5. Process according to claim 4, characterised in that the reaction is carried out in the presence or without the presence of water or an organic solvent.

6. Process for the preparation of the compounds of the formula I according to claim 1, characterised in that a compound of the formula IV

[Kt]z+z/2[RfP(O)O2]2−  IV,

is reacted in a disproportionation reaction with a compound of the formula II RfP(O)(OH)2  II,

where

Rf corresponds to the formula CnF(2n+1)−(m+k)HmXk,

X denotes Cl, Br or I,

n denotes 1, 2, 3, 4, 5, 6, 7, 8, 9, 10, 11 or 12,

m denotes 0, 1, 2, 3 or 4,

k denotes 0, 1 or 2,

with the proviso that, if n denotes 1, m denotes 0, 1 or 2 and/or k denotes 0, 1 or 2 and

[Kt]z+ denotes a singly, doubly, triply or multiply positively charged metal atom.

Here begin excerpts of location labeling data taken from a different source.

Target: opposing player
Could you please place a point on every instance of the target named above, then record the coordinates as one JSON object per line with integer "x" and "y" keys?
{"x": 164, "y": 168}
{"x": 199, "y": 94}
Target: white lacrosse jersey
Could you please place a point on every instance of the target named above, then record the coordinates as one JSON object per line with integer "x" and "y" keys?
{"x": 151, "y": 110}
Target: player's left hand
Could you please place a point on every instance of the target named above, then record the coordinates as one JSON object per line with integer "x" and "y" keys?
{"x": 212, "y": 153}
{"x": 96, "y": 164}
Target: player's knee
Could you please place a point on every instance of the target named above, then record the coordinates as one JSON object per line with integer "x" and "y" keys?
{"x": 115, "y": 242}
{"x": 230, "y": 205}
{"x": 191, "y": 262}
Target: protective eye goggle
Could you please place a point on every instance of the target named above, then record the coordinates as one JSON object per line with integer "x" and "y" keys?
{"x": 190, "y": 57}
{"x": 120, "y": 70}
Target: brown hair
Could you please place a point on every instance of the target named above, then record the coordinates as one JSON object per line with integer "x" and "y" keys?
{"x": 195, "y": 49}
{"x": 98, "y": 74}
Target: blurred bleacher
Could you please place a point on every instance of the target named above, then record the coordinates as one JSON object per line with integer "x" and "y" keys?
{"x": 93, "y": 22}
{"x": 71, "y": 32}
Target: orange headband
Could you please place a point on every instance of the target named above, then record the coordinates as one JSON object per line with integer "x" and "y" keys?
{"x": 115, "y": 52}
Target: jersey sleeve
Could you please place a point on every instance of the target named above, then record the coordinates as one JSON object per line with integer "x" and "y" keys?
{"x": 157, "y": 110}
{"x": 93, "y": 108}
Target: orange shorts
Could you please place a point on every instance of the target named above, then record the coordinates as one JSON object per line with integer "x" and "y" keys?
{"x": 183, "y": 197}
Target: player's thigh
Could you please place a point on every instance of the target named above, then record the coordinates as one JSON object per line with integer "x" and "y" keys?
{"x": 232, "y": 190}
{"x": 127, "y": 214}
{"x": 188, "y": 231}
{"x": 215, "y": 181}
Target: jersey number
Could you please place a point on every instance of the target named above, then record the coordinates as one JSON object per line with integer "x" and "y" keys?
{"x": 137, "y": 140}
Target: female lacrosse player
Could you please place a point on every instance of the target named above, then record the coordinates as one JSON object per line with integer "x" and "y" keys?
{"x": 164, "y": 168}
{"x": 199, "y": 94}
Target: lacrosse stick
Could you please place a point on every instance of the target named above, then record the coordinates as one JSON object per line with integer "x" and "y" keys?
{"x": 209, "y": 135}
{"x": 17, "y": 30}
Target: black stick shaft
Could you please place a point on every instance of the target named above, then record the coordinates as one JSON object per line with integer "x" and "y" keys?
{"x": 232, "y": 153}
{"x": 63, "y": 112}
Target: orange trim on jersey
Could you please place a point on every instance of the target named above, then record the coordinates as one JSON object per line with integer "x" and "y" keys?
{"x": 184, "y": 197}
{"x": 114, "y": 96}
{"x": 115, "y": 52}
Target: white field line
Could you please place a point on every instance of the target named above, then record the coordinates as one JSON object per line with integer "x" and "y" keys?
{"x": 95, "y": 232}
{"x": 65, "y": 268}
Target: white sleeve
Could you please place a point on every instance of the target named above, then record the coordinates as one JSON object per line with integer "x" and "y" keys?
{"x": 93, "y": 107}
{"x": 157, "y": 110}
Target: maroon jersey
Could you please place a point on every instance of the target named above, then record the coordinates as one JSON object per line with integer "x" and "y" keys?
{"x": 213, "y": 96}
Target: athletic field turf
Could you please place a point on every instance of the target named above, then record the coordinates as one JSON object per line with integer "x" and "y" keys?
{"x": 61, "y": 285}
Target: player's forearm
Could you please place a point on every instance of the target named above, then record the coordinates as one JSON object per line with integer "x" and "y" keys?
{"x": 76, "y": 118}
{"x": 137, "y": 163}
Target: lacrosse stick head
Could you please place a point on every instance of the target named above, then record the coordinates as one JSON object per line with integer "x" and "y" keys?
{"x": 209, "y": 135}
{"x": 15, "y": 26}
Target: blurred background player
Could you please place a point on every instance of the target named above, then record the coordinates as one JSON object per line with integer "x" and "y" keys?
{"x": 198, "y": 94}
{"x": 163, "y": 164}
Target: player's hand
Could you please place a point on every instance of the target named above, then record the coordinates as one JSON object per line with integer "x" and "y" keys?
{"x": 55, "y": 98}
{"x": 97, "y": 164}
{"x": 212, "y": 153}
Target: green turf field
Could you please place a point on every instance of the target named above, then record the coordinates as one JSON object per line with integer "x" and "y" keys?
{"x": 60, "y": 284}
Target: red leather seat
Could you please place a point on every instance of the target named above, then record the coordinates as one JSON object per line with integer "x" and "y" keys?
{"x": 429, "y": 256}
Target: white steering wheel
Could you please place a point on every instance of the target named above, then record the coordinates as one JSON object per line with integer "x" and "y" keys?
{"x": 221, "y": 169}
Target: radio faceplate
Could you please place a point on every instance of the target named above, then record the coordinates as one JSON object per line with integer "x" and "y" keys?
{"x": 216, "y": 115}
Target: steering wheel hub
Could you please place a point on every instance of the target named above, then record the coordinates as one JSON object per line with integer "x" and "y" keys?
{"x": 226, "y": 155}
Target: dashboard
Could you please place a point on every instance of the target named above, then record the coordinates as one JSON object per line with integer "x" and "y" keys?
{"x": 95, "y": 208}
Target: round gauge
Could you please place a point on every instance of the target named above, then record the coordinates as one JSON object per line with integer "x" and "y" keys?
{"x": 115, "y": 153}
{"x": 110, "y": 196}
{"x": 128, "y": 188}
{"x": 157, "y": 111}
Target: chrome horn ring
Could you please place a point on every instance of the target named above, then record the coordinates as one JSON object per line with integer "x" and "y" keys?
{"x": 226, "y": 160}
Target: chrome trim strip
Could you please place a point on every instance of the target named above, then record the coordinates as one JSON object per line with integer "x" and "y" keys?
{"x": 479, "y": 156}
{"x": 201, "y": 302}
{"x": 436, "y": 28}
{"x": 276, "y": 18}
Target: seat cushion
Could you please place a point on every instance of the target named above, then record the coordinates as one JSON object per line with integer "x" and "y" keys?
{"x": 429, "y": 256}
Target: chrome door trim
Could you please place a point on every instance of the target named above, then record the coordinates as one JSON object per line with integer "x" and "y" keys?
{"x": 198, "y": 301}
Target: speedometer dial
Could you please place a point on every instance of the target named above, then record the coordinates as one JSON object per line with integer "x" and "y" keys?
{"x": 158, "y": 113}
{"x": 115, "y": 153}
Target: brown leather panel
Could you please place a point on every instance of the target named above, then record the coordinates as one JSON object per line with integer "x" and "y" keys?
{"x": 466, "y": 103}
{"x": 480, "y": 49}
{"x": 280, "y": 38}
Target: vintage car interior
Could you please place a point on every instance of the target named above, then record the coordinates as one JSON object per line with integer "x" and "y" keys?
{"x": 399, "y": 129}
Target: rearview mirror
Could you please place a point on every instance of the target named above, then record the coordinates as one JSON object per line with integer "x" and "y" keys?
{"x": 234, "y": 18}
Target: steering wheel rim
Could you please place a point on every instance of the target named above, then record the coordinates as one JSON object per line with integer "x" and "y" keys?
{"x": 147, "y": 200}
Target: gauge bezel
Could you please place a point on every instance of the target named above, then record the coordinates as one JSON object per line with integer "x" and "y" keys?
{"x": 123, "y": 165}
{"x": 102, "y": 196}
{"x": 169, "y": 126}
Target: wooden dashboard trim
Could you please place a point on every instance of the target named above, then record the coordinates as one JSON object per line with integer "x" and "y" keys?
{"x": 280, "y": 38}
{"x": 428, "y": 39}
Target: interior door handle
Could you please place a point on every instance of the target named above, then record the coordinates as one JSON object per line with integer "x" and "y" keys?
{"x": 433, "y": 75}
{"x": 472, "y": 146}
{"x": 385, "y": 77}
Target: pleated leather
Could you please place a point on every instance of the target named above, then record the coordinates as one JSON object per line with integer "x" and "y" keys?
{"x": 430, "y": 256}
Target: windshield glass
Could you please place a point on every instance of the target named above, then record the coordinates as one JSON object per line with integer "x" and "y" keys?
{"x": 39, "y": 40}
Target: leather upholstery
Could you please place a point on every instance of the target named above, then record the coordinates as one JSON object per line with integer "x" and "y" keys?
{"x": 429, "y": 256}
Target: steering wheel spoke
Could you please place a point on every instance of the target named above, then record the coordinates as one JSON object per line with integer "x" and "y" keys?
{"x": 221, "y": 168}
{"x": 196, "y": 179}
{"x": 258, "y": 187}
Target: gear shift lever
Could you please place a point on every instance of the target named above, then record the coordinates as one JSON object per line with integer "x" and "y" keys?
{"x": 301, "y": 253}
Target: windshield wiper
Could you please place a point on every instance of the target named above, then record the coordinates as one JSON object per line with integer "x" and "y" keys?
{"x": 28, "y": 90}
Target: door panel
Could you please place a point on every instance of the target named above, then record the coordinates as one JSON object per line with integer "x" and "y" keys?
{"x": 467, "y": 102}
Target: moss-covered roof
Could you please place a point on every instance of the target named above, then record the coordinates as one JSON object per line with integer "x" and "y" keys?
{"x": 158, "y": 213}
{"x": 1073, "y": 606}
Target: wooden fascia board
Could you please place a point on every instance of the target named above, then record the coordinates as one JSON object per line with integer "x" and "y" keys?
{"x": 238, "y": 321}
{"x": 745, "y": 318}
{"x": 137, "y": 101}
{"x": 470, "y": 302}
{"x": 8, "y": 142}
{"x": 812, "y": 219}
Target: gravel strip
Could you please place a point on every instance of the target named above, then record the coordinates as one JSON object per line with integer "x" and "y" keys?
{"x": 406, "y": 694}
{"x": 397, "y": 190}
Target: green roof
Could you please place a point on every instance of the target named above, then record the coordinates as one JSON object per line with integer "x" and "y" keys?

7. A method for performing catalysis which comprises using compounds of the formula I according to claim 1 as bifunctional catalysts.

8. Bifunctional catalysts of the formula I according to claim 1 for use in organic synthesis.

9. Bifunctional catalysts of the formula I according to claim 8 for use in Lewis acid-catalysed and/or Brønsted acid-catalysed reactions or domino reactions selected from a condensation reaction, alcoholysis, aldol reaction, Mukaiyama aldol reaction, Gattermann-Koch reaction, Beckmann and Fries rearrangement, Friedel-Crafts acylation, Friedel-Crafts alkylation, Mannich reaction, Diels-Alder reaction, aza-Diels-Alder reaction, Baylis-Hillman reaction, Reformatsky reaction, Claisen rearrangement, Prins cyclisation reaction, allylation of carbonyl compounds, cyanation of aldehydes and ketones, cyanosilylation of aldehydes and ketones, 1,3-dipolar cycloaddition, hydration of alkenes, cyclisation reaction, polymerisation, Michael reaction, oxidation and reduction reactions.